В ту минуту я был готов выпрыгнуть в окно пятого этажа, лишь бы не видеть их бледные перекошенные лица. Будущий тесть рассвирепел. Все начали орать. Катя стояла за меня горой, будто Сталинград обороняла. Иван Петрович брызгал слюной и стучал кулаком по столу. Мать поглядывала на меня с виноватой улыбкой. Я же сидел в уголке, готовый провалиться в ад. Однако мы меня отстояли, и к полуночи, когда закончилась склока, было решено, что жить будем на квартире Катиного брата, который как раз женился и переехал за город.

Я ушел из университета. Катя нанялась в отцовскую фирму секретаршей.

Тесть и теща помогали деньгами. Иван Петрович обещал меня пристроить куда-нибудь, что было затруднительно, ибо я был ни на что не годен.

Новоселье справляли всем курсом. Катя была весела и счастлива. Вечный пессимизм и строгость покинули ее. Даже потом пришлось сводить ее в уборную. Я держал голову возлюбленной над раковиной, убирал волосы, пока блевала. Волосы у Кати были сильные, блестящие, я не хотел, чтобы они запачкались рвотой.

Я сидел на диване с краешку, рассеянно отпивая из бокала, презирая и ненавидя пьяных гостей — поющих, сплетничающих, жрущих консервированные салаты, которые Катя с тещей заготовляли все лето, как проклятые.

Встал с бокалом в руке. Катя, раскрасневшаяся, с расстегнутыми верхними пуговицами полупрозрачной блузки, вовсю распевала пьяным голосом: «Видно не судьба-а-а…» Пела она хорошо.

Я двинулся через гостиную. На пестром ковре танцевали раздувшиеся трупы однокурсников.

У стены — Таня.

Я замер. Она встретила мой взгляд.

Обменялись приветствиями. Привет-привет. Все, как и раньше, подумал я. Эта мысль имела горечь лимона.

— Выглядишь потрясающе.

Она действительно выглядела лучше, чем когда-либо.

Но я не знал, стала ли она счастливее. Меня это все еще волновало.

— Как тебе вечеринка?

Таня оглядела склеп, полный мертвых однокурсников, на секунду взгляд голубых глаз остановился на Кате, которую, как говорится, разобрало вовсю.

Таня усмехнулась.

— Веселюсь на всю катушку.

Это звучало банально. Мы замолчали.

— Погуляем?

Она кивнула.

Пересекла комнату, протиснулась к хозяйке. Катя, увидев подругу, вскочила со стула, восторженно засюсюкала. Таня что-то сказала ей на ушко. Катя просияла и бросилась Тане на шею. Девочки расчмокались.
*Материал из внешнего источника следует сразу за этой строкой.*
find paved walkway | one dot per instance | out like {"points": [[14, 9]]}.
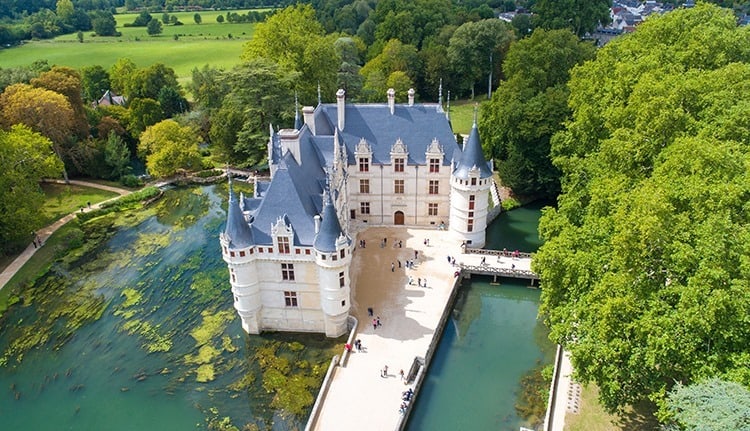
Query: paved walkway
{"points": [[45, 233], [359, 398]]}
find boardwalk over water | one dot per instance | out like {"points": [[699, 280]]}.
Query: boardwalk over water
{"points": [[498, 263]]}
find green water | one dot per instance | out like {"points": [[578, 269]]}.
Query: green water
{"points": [[140, 365], [491, 341]]}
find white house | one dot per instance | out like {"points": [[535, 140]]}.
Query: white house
{"points": [[289, 247]]}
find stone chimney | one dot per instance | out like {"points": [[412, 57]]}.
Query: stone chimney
{"points": [[308, 113], [340, 102], [391, 100]]}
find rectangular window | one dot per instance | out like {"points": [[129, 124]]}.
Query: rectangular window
{"points": [[434, 189], [290, 298], [431, 209], [287, 271], [398, 187], [364, 186], [434, 165], [283, 245]]}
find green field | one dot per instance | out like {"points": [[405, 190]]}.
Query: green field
{"points": [[197, 44]]}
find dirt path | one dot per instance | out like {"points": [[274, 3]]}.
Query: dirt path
{"points": [[45, 232]]}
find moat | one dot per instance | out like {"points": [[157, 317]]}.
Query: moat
{"points": [[133, 334]]}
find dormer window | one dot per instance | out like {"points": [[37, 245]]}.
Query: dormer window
{"points": [[434, 165], [398, 155], [434, 156], [398, 164]]}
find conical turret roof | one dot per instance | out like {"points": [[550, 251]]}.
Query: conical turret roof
{"points": [[472, 157], [330, 229], [238, 231]]}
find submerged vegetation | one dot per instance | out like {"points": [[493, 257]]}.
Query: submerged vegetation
{"points": [[155, 275]]}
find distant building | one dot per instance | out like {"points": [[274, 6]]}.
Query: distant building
{"points": [[289, 246]]}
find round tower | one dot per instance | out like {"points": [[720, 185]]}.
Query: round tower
{"points": [[471, 180], [333, 256], [238, 251]]}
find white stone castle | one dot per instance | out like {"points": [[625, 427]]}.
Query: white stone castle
{"points": [[289, 246]]}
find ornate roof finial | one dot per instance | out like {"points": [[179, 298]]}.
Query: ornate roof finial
{"points": [[297, 122], [440, 96], [448, 111]]}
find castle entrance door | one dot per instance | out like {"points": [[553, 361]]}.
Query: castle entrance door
{"points": [[398, 218]]}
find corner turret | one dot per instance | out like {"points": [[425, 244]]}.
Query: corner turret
{"points": [[471, 180], [333, 256]]}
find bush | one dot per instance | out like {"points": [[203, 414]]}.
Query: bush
{"points": [[209, 173], [509, 204], [131, 181]]}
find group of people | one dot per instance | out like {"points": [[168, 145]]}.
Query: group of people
{"points": [[406, 397]]}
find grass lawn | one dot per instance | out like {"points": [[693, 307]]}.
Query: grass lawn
{"points": [[592, 417], [462, 115], [197, 45], [37, 264], [62, 199]]}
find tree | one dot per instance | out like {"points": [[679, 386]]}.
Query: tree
{"points": [[121, 75], [41, 110], [261, 94], [208, 87], [144, 112], [147, 82], [94, 82], [104, 24], [529, 107], [643, 265], [711, 405], [581, 16], [25, 158], [116, 156], [169, 148], [395, 57], [477, 49], [66, 81], [142, 19], [154, 27]]}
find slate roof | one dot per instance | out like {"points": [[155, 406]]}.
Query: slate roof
{"points": [[237, 229], [296, 190], [472, 156], [415, 125], [330, 229]]}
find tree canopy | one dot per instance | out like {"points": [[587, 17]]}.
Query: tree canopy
{"points": [[644, 265], [25, 158], [169, 148], [531, 106]]}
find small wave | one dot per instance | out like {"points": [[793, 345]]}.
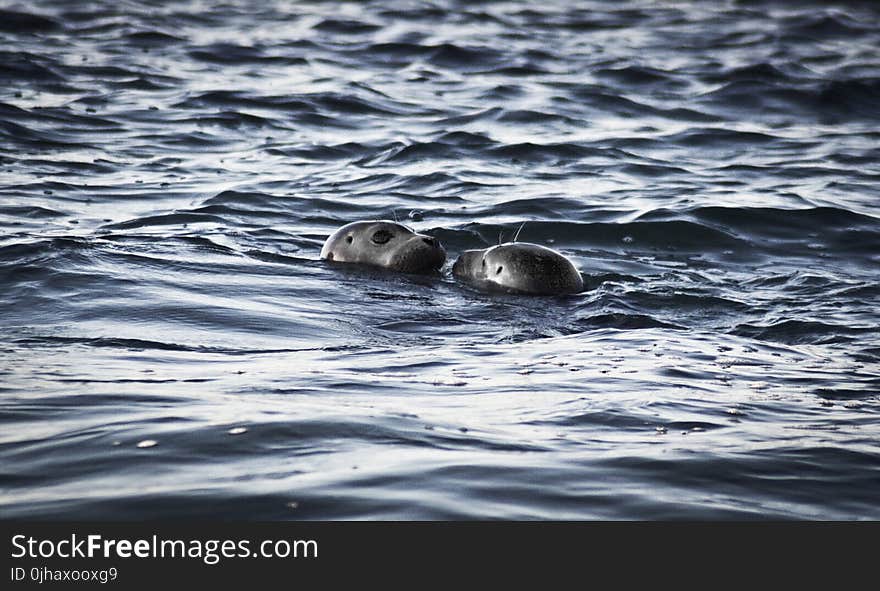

Таня прошла мимо меня в коридор. Я взглянул на Катю. Та пила на брудершафт с каким-то смазливым холуем с серьгой в ухе.

Я молча вышел вслед за Таней, помог надеть пальто, подал шарф. Таня встретила в зеркале мой взгляд, по-мальчишески подмигнула и показала язык.

Мы гуляли по парку у стадиона. Ветер метал над дорожками опавшие листья. Солнце бросало через слой облаков жидкие снопы лучей.

Таня схватила меня за руку.

— Мы здесь гуляли, — сказала она, наморщив лоб, будто борясь с тяжким недугом.

Шли молча, и на проклятие вышли к университету.

— Я не могу, Паша, не могу, — Таня прижалась ко мне. Я неловко обнял ее. Она смотрела на меня снизу вверх огромными глазами, полными слез. Меня, убивало, как ее холодность уступала место детской беззащитности.

— Это место… ты… я… Мне как будто пришили оторванную ногу. Всякий раз, как здесь прохожу, болит, крутит и ломит.

— Таня… все кончено.

— Почему?

Я молчал, опустив голову. Мои плечи поникли.

— Шум прибоя. Помнишь?

Я медленно покачал головой. Поднял глаза.

— Я изменился, Таня. Я теперь… Призрак. Все светлое во мне умерло.

Мы смотрели друг на друга. Мне показалось, Таня удаляется, уменьшается, или я растворяюсь, просачиваясь сквозь трещины в асфальте.

Я кинулся к ней.

— Беги со мной. Пропадем вместе!

— Пропадем?

— Прыгнем с обрыва!

В темной комнате мы пытались вернуть невозвратимое. Так дуют на тлеющий уголек, реликт пожара, который уничтожил лес тысячелетия назад. Дуешь, пока голова не заболит, и — ничего.

В один безумный миг мне показалось, в самое пекло, в мгновение всепоглощающей страсти, ослепительный свет охватил нас, озарив комнату, стены, потолок в трещинах, застывшие силуэты мебели. Вспыхнул на секунду, и погас вместе с жалобными и страстными стонами, вздохами облегчения, криками отчаяния.

Пережидая шторм в ветхом сарайчике, в теплой постели, мы тяжело дышали. Волна стыда и буйной, мстительной радости охватила обоих.

— Паша, — прошептала Таня сытым голосом. — Сейчас… погоди…

Я, не сказав ни слова, встал, оделся, взял куртку и вышел из квартиры, тихо притворив дверь. «Собачка» замка мягко щелкнула.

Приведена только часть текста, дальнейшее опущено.